The scrapping of the online subscription, introduced in 2013, marks the failure of the Sun to carve out a niche online, unlike its fierce rival the Daily Mail, which boasts one of the most popular websites in the world.
The decision to remove the paywall is also the first strategic change from Rebekah Brooks since she returned to oversee the Sun and its stablemate the Times as the chief executive of Murdoch’s British newspaper arm.
Brooks, who returned to the company in September, had spent the previous four years clearing her name after she was accused of being part of a criminal phone hacking campaign to dig up news stories.
“I have every confidence that this digital evolution will ensure that the unique space the Sun occupies in British culture will be preserved – and enhanced,” Brooks said in a note to staff.
The website will be free to read from Nov. 30, although some paid-for products will be retained.
The paper’s implicit admission that people were not willing to pay online for its brand of journalism comes as the media industry is divided over whether paywalls or online advertising are the remedy to the sector’s struggles at a time of declining print revenue.
“For popular journalism generally, I think it’s incredibly difficult to run a subscription model for that kind of content,” Douglas McCabe, a media analyst at Enders Analysis, said.
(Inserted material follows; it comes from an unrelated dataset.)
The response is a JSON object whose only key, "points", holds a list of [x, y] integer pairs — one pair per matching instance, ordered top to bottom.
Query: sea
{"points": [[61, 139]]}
“This isn’t premium financial information,” he added.
Newspapers that have made a success of online paywalls include the Financial Times, the New York Times and Murdoch’s Wall Street Journal and the Times of London, which will keep the payments, despite the change at its sister paper.
The move to scrap the paywall, the only one to be used by a British tabloid, is designed to rejuvenate the paper.
In September it had 1.1 million unique browsers a day, according to ABC data, far behind the Daily Mail on 13.4 million and the Mirror Group titles on 3.9 million. Actual sales of the Sun newspaper fell by 34 per cent in Brooks’ absence.
McCabe said he expected the newspaper to now develop their social media strategy and to try to deliver as big an international audience as possible for advertisers.
“They do have a very powerful brand, and I don’t think that brand has been destroyed in any way. It still has real resonance in the marketplace,” he said.